4.10 Prepayment. Credit Limit: Customer’s initial credit limit hereunder shall be $0.00 USD (the “Credit Limit”). If Customer’s billed and unbilled charges for the Services are projected to exceed its Credit Limit (based on Supplier’s measurement of Customer’s daily usage run rate), or does exceed, its Credit Limit, Supplier may, at any time require security of its choice from Customer in an amount equal to Customer’s projected Billing Cycle usage run rate as a condition to continuing to provide the services. Invoice/Due Date/Payment Requirements: Usage Charges shall be invoiced monthly. Invoices shall be sent electronically to Company’s specified email address listed in Service Order. All undisputed Usage Charges under this Agreement shall be due and payable by Company to 9Dash9, without demand, two (2) days after the invoice date (the “Due Date”). Payment of undisputed charges shall be in immediately available funds paid via wire transfer to the financial institution specified in Attachment Notification Information. Each Party shall be responsible for all transaction charges assessed by, or on behalf of, its own bank.

5. CUSTOMER CONDUCT

5.1 Prohibited Uses. Customer shall not use the Service or the 9Dash9 Equipment, directly or indirectly;

5.1.1 for any unlawful purposes; use of the Service for transmission or storage of any information, data or material in violation of any United States federal, state or local regulation or law is prohibited, such limitation shall include, without limitation, posting or disseminating content which is obscene, unlawful, threatening, defamatory, or infringes upon the intellectual property rights of any third party;

5.1.2 to post, transmit or disseminate objectionable information, including, without limitation, any transmissions constituting or encouraging conduct that would constitute a criminal offense, give rise to civil liability, or otherwise violate any local, state, federal or international law or regulation;

5.1.3 to access any other person’s computer, software or data without the knowledge and consent of such person;

5.1.4 to upload, post, publish, transmit, reproduce, create derivative works of, or distribute in any way, information, software or other material obtained through the Service which is protected by copyright or other proprietary rights without obtaining permission from the owner(s);

5.1.5 to copy, distribute, or sub-license any software provided by 9Dash9 except that Customer may make one copy of each software program for back-up purposes only;

5.1.6 to service, alter, modify or tamper with the 9Dash9 Equipment or Service or permit any other person to do the same unless such person is authorized by 9Dash9 to do so;

5.1.7 to restrict, inhibit or otherwise interfere with the ability of any other person to use or enjoy the Service, including, without limitation, posting or transmitting any information or software which contains a virus or other harmful feature, or generating levels of traffic sufficient to impede others\’ ability to send or retrieve information;

5.1.8 to knowingly disrupt the Service;

5.1.9 to resell the Service or otherwise charge others to use the Service; the Service is for personal use only and Customer agrees not to use the Service for operation as an Internet service provider or for any other business enterprise in competition with the Service;

5.1.10 to connect the SIP gateway to any computer outside of Customer’s Premises;

5.1.11 to allow or provide access to adult content material to anyone under the age of 18 years.

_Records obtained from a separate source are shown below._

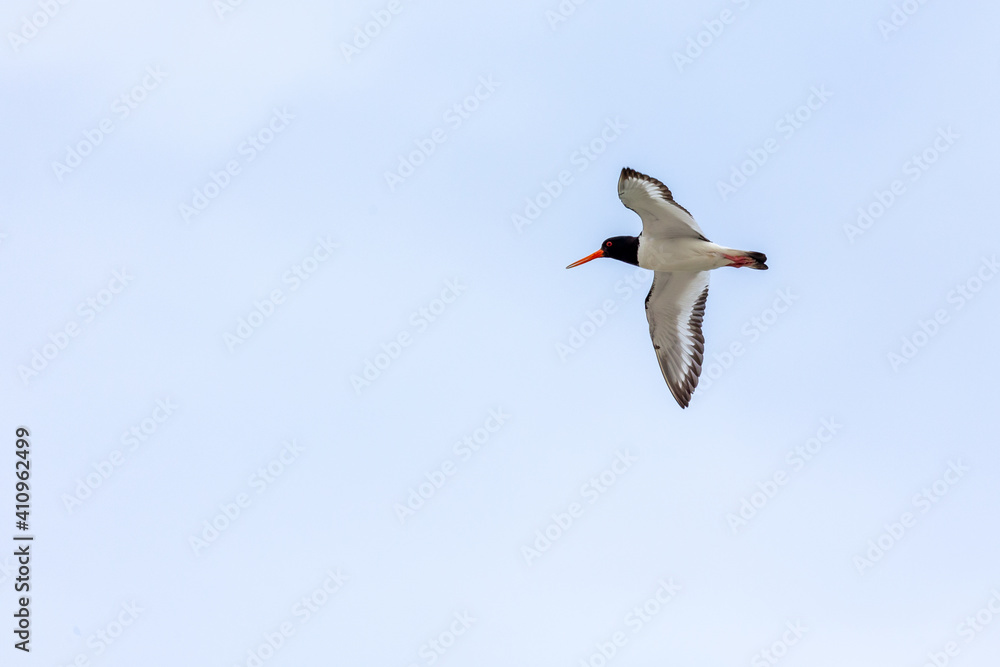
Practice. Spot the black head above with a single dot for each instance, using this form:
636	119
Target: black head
623	248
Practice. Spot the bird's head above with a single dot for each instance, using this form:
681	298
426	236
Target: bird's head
623	248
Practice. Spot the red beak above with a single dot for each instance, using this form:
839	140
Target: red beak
599	253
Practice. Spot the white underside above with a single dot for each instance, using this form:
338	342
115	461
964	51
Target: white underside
682	254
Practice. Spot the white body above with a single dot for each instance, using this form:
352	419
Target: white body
681	254
674	247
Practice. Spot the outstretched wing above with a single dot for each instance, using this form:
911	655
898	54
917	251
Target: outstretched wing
675	308
662	217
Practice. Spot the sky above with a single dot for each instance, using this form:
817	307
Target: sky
301	378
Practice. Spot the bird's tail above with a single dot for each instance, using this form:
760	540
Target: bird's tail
747	258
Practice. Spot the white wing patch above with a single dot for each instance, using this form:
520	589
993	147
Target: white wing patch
662	217
675	308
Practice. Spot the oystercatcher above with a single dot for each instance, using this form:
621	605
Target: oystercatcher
672	245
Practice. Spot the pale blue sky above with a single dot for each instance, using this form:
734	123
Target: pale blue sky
346	263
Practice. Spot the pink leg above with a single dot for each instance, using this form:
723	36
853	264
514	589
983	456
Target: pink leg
739	260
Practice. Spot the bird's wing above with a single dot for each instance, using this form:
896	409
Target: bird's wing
662	217
675	307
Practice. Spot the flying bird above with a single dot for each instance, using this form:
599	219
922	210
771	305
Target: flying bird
673	246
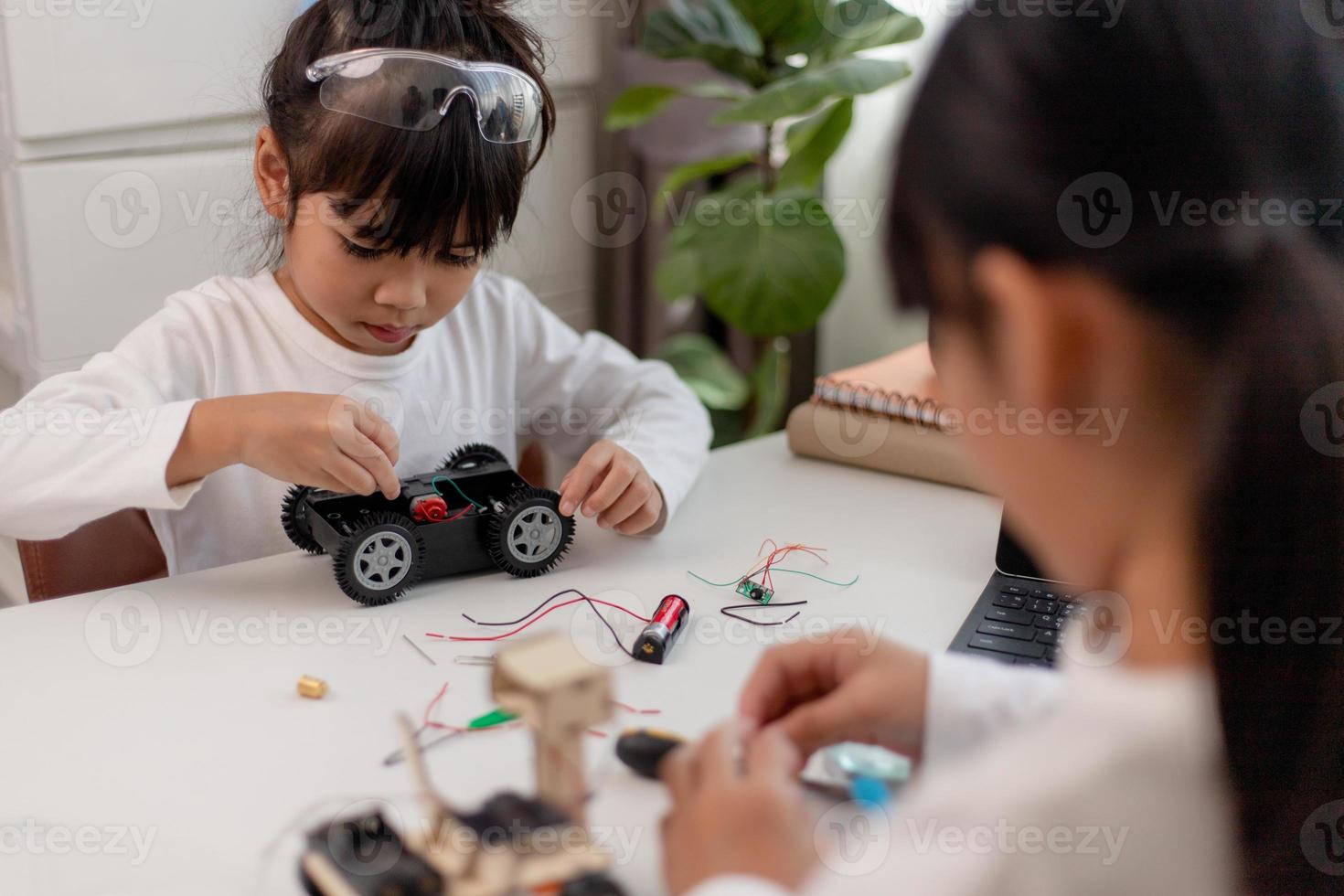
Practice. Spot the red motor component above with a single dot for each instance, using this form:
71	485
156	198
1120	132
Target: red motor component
429	508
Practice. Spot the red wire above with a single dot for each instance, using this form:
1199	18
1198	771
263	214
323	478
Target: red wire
509	635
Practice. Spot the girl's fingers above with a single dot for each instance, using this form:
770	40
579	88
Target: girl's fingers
645	517
618	477
720	755
355	477
780	680
638	493
380	470
382	434
771	755
586	472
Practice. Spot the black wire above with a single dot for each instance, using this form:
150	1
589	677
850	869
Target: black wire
397	756
609	627
761	606
528	615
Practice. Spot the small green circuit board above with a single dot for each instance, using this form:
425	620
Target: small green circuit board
754	592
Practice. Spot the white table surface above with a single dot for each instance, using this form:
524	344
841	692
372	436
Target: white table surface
180	726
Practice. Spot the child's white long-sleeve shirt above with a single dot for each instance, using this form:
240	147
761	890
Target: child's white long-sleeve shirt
99	440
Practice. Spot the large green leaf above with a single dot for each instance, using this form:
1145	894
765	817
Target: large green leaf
677	274
771	383
643	102
709	30
860	25
766	263
780	20
837	30
804	91
812	142
709	371
720	23
638	103
694	171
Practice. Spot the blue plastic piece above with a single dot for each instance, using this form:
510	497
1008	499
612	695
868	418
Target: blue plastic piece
869	790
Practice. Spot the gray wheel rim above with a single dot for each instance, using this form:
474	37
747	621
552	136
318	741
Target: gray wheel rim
382	560
534	534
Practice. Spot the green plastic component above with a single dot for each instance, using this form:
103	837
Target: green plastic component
754	592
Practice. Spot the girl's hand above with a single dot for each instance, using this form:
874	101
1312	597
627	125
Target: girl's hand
612	481
835	690
731	817
326	441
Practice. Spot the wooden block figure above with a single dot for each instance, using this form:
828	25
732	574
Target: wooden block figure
560	695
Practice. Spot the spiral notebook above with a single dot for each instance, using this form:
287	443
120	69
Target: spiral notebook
901	386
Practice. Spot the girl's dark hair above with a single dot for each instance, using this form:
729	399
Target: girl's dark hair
1197	100
421	183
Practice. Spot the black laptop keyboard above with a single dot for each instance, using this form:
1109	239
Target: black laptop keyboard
1023	624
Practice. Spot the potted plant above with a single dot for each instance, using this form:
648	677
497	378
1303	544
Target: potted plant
761	251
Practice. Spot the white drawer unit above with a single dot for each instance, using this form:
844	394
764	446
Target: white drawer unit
125	164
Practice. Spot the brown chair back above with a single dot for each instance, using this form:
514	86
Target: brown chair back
111	552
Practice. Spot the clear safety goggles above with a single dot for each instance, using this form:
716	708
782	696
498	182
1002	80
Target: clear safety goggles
411	89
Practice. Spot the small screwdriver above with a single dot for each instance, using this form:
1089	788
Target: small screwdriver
645	749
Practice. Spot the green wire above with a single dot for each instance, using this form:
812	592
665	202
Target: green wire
725	584
434	484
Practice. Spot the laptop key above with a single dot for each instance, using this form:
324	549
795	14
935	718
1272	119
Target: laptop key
1007	630
1015	617
1007	645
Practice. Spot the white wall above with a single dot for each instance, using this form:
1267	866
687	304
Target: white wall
863	323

5.1.12 Fair Usage Policy. Calls to land lines and mobile devices are included in your subscription and subject to a fair usage limit of 1,000 minutes per subscriber line (sip trunk) per month. Upon exceeding the fair usage limit, 9Dash9 reserves the right to charge a rate of $0.015 per minute for any overages. In the case of US only bundled trunking services, rates (outside the U.S. and Canada) are charged at the current international rates listed at 9dash9.com/rates as applicable. 9Dash9 reserves the right to change this fair usage policy at any time. Your continued use of your subscription after expiry of the 30-day period shall constitute your acceptance to be bound by the terms and conditions of the 9Dash9 fair usage policy.

5.1.13 Call Flooding. To protect the integrity if its network, 9Dash9 may in its reasonable discretion, and without liability for damages of any type to Customer, its affiliates or End Users, temporarily block duplicate or repeated numbers dialed in succession, where 9Dash9 considers the number of attempts to be potentially harmful to the network. Termination. 9Dash9 reserves the right to immediately terminate this Agreement and the Service if Customer engages in any of the activities listed in Section 5.1 above or if Customer uses the Service or 9Dash9 Equipment contrary to any other 9Dash9 policy. Copies of such policies may be posted online at www.9Dash9.com.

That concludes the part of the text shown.